LMI households necessarily displayed low level spending in the study. Mainstream financial service usage was low, as was alternative service usage (like payday loans). Being banked and having access to direct deposit – both of which are generally necessary in order to receive payday loans – are two areas in which LMI Detroit households surveyed were behind national averages. What this means, of course, is that widespread abuse of payday loan products would be impossible, as the possessing both of the above criteria is generally required.
Staving Off Food Shortages and Eviction
These were two categories where use of payday loans were reported among LMI households in Detroit, which would appear to indicate that such credit is relied upon in emergency situations (rather than in superfluous spending, as the media would have people believe).
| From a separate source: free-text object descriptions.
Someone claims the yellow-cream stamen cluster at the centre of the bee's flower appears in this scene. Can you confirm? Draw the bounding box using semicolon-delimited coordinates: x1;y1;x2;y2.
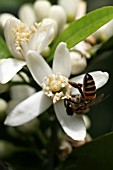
42;73;71;103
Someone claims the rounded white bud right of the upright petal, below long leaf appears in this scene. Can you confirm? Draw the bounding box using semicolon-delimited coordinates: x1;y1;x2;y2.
70;51;87;75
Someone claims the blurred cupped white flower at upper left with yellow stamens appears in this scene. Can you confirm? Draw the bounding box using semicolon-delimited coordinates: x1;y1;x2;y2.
0;18;54;84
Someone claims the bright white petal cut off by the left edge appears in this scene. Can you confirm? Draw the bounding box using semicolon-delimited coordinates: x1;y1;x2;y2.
0;58;26;84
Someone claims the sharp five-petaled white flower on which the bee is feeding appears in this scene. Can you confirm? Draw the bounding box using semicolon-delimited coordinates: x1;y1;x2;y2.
5;42;108;140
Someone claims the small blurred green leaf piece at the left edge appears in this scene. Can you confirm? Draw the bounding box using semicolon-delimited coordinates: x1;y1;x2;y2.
0;36;11;59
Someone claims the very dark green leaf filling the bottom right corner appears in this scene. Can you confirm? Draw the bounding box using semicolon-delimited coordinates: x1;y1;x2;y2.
60;133;113;170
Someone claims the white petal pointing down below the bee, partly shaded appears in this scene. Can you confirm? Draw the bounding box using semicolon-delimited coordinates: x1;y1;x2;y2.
54;101;86;140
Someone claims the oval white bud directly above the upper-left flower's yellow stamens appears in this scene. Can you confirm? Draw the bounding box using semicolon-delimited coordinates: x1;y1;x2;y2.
18;4;36;26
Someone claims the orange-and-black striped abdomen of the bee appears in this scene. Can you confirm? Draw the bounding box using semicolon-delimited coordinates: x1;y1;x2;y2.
83;74;96;100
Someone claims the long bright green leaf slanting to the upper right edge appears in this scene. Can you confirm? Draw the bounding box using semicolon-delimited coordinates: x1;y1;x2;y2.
47;6;113;62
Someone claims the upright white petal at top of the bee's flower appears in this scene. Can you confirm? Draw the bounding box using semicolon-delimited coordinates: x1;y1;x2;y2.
53;42;71;77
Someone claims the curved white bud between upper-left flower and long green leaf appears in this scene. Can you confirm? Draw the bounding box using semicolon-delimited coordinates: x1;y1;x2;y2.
48;5;66;34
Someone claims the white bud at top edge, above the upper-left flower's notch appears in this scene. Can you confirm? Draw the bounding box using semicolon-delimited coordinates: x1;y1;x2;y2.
34;0;51;22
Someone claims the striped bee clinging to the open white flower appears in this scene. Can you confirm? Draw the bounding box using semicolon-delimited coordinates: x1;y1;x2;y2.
64;73;104;115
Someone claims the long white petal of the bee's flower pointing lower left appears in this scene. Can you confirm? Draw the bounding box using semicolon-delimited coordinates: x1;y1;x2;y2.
4;91;52;126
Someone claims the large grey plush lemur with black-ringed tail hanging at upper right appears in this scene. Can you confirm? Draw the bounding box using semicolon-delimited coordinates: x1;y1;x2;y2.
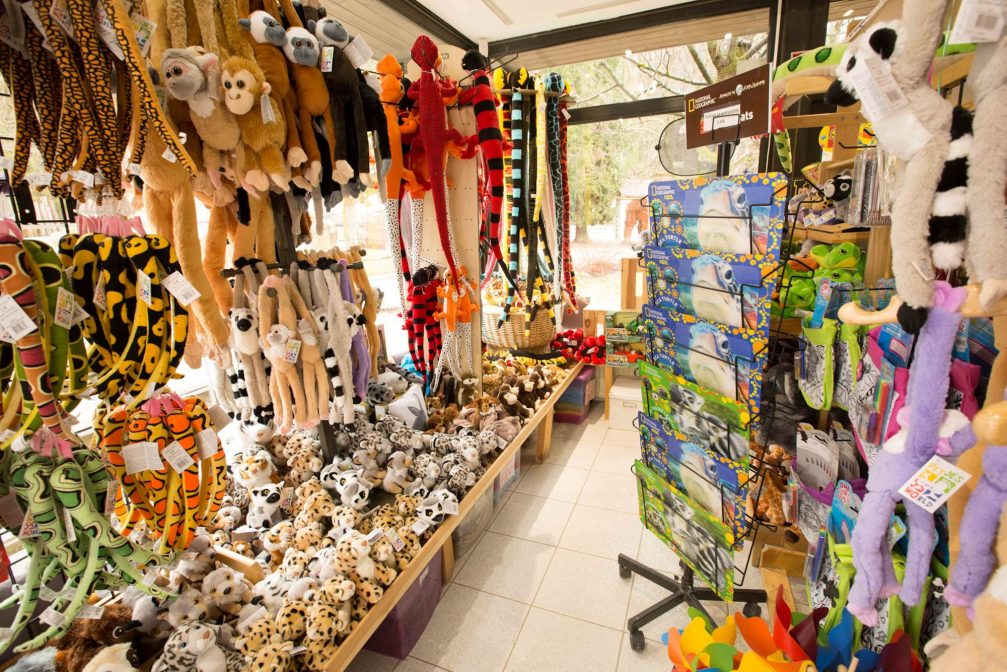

Access to more credit options (following a transition into the traditional financial services sector) would perhaps assist such consumers in dealing with financial issues, but the fact remains that most traditional banks simply do not have programs for which LMI households can qualify, whether it is because their credit rating is insufficient or the entry cost is too great.
Payday Loans and Fees: a Minute Percentage of Annual Income
While it is true that LMI households may curtail spending due to their relative lack of financial means, the observed debt load from payday loans and similar products didn’t prove to be excessive when they were used. Some financial institutions are rushing to catch up with payday lenders by offering similar products, but since they draw so much of their operating income from more expensive services like overdraft protection, there is little incentive to face risk and greater loss potential that goes with payday lending.
Savings is Important
The savings factor is not included in the authors’ analysis, but they do mention that consumers who face credit restrictions and income shocks that threaten to destroy their budget could certainly benefit from such education. Sadly, such things as how to budget and maintain savings for a rainy day is still something that the American public school system tends to gloss over. Basic financial literacy is something everyone should be aware of, which is why a great deal of institutional reform is needed. To their credit, many payday loan outlets and traditional banks offer information on financial education, but the ideal time to learn is during childhood.
Why So Many Unbanked?
Recall earlier that I mentioned that payday loans aren’t terribly lucrative for banks, to the point that things like overdraft protection are more interesting for them. It is true that the costs of collecting small deposits are high in relation to potential earnings. The only way to make up for that on the institutional level is to charge a higher fee. Unfortunately, such fees even apply to maintaining bank accounts, particularly for LMI customers who banks might consider to be of greater risk. The fees make having a bank account less attractive to some of the more challenged LMI households. Costs for transactions, not maintaining a minimum balance and overdrafts are often excessive. And if a household has had difficulty maintaining a bank account in the past, systems like ChexSystems let banks know. It would appear that the traditional banking system itself is designed to oppose the entry of many LMI households.
Is it Any Wonder that Payday Loans are Popular?
They are popular, indeed. And the authors’ findings regarding payday loan fees in relation to total annual income clearly indicate that they are not an excessive burden. There is a need that payday loans fill. The aftermath for most borrowers is far from catastrophic. Only the slim catastrophically impacted minority make for juicy news, I suppose.